According to Jeffrey Beckles, General Manager of the Bahamas Sports Authority, hosting a FIFA event of this magnitude solidifies The Bahamas as a key player with genuine appeal and the ability to pull off major international sporting events.
“This event is another country-defining event,” Beckles said. “Earlier this year we hosted the second largest sports association in the world, the IAAF, for a highly successful series of events. Now we are preparing to host the world’s largest sporting association, FIFA. That’s the top two sporting event associations in the world. We have been able to demonstrate to the sports world that The Bahamas is able to take on events and do them well. We are able to benchmark ourselves from a global standpoint.”
Beckles commended the BFA for 30 years of work leading up to the announcement that the world tourney would be held in The Bahamas.
“I tip my hat to the BFA, to Anton Sealey, and all those people whose hard work has made this event possible,” he said.
BFA general secretary Fred Lunn said that Malcolm Park will be transformed into a user-friendly stadium with seating for up to 4,000 people for the event. “There will be a fan zone and a temporary bridge linking the stadium with parking for convenient access,” he added.
With the event just over a year away, Lunn said there are critical details to manage, and numerous committees with specific roles.

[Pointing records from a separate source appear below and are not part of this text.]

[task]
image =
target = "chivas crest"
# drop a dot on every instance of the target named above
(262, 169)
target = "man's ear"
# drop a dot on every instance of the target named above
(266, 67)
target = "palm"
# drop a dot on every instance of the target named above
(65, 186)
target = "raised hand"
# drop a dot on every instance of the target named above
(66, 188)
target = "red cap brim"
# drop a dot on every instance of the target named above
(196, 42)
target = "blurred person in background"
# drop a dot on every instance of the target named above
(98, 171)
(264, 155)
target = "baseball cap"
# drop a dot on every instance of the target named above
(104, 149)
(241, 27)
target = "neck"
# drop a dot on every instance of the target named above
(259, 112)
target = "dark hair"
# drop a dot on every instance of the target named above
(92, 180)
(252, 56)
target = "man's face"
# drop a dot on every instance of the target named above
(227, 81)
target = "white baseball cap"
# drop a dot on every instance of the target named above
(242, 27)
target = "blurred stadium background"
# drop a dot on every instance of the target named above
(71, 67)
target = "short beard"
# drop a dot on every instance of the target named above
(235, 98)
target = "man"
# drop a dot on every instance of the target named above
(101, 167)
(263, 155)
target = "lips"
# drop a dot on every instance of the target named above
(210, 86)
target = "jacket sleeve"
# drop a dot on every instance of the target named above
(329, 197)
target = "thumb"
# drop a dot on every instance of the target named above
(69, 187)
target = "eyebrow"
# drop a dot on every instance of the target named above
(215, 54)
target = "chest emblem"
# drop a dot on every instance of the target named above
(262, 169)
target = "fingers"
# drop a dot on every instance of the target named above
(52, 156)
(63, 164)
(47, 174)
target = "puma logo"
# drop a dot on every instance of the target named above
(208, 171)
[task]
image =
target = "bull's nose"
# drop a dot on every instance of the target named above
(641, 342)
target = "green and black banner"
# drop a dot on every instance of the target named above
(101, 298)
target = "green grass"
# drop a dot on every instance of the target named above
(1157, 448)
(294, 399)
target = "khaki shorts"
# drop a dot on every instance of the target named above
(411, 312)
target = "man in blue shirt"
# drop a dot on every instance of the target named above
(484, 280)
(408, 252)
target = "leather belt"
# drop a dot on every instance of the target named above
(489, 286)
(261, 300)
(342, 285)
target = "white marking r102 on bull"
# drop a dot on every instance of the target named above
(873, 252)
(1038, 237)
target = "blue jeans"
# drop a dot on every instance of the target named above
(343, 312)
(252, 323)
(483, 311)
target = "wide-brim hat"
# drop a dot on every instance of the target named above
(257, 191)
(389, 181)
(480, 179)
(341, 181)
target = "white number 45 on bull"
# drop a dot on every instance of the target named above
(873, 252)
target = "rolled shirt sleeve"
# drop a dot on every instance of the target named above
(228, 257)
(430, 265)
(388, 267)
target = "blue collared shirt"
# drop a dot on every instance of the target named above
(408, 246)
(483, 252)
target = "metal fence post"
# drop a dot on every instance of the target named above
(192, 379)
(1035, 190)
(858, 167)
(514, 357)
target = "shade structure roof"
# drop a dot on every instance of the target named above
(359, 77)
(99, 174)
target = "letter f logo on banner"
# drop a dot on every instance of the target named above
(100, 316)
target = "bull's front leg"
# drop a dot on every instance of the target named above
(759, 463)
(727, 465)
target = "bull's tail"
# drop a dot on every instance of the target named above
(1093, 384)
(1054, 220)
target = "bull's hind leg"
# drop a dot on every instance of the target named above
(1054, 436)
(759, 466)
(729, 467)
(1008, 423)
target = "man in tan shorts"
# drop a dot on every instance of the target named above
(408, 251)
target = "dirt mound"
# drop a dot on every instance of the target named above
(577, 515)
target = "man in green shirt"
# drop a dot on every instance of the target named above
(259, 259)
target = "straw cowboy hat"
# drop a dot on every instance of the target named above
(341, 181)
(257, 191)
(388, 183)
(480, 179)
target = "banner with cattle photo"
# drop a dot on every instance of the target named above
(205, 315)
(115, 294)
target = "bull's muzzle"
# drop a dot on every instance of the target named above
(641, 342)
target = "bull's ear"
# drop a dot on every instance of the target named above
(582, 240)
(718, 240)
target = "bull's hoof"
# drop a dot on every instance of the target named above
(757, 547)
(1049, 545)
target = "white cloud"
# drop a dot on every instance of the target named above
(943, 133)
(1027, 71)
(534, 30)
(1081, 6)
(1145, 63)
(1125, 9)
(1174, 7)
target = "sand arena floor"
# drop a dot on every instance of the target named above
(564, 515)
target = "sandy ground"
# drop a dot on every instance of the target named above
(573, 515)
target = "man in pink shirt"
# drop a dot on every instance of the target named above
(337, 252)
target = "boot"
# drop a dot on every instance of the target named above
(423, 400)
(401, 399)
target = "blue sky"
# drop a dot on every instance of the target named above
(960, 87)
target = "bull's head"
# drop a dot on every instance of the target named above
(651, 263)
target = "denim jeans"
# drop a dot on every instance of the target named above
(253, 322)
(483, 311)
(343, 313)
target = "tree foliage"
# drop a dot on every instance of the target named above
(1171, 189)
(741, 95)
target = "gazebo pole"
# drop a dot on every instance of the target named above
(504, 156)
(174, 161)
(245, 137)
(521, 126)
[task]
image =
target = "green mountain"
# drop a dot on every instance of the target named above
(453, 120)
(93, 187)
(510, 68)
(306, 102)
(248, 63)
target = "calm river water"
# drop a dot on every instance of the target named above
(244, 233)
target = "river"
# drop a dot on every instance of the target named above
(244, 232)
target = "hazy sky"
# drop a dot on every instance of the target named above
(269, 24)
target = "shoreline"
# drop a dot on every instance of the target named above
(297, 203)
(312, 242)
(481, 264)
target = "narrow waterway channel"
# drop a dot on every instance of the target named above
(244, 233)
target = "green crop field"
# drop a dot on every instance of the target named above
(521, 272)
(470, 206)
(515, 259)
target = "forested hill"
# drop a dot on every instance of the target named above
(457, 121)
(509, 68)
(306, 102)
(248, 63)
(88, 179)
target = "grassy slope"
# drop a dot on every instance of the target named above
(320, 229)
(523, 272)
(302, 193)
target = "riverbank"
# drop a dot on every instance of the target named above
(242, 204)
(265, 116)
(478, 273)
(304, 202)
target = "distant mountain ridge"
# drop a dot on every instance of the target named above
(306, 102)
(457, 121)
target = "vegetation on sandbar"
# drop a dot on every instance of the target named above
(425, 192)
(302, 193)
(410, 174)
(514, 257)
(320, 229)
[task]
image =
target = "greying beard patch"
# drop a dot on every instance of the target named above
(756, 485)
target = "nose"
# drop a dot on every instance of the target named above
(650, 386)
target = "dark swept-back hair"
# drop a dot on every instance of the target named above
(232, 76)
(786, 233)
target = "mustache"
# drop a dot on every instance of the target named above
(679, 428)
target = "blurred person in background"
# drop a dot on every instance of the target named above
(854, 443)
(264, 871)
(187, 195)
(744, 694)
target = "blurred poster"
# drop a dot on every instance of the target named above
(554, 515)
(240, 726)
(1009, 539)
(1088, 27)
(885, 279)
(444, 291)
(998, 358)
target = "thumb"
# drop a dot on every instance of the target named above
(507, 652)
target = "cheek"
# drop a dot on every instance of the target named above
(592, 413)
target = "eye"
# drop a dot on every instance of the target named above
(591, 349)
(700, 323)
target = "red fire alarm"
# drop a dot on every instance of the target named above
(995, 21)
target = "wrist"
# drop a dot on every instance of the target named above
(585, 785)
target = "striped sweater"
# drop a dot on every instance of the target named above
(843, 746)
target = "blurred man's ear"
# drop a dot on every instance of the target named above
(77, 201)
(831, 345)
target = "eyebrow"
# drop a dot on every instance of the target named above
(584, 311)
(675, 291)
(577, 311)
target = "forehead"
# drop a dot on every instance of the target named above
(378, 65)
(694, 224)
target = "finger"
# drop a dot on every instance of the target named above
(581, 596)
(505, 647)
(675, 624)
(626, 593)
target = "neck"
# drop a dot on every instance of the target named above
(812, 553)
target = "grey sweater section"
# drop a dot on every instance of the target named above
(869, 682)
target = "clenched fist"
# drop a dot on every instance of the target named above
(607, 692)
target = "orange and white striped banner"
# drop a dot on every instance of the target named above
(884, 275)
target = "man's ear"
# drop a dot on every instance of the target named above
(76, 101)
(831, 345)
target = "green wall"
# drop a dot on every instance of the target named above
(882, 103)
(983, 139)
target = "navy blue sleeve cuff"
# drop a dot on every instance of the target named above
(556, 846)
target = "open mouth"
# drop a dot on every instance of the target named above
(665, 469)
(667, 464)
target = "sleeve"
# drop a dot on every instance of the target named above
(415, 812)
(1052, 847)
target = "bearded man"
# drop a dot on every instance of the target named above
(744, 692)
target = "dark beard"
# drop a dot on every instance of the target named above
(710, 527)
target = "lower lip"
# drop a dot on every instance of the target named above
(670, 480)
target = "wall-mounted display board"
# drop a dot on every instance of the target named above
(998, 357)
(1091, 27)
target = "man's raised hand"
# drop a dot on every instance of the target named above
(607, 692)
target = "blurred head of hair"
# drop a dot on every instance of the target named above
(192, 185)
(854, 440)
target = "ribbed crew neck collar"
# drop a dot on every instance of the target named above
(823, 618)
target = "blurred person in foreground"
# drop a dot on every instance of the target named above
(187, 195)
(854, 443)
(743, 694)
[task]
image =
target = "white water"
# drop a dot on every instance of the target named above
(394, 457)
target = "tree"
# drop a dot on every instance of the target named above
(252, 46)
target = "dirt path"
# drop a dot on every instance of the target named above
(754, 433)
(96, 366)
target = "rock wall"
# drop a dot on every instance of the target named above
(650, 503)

“This is the second time the FIFA officials have been here and the first of the intensive two-day working meetings,” said Lunn. “This meeting brought together visiting and local officials with the host hotel, Atlantis, with Tourism and others for site inspections and committee formation. One committee alone will be charged with managing 300-plus volunteers, and a part of that will be a sub-committee for medical which will be handled by someone with a medical background. To pull an event of this duration and stature off with eyes on you from 16 qualifying countries takes total teamwork and co-operation so we are really pleased that these meetings are coming together under the theme of One Vision.”
The next working meeting will be held in Zurich.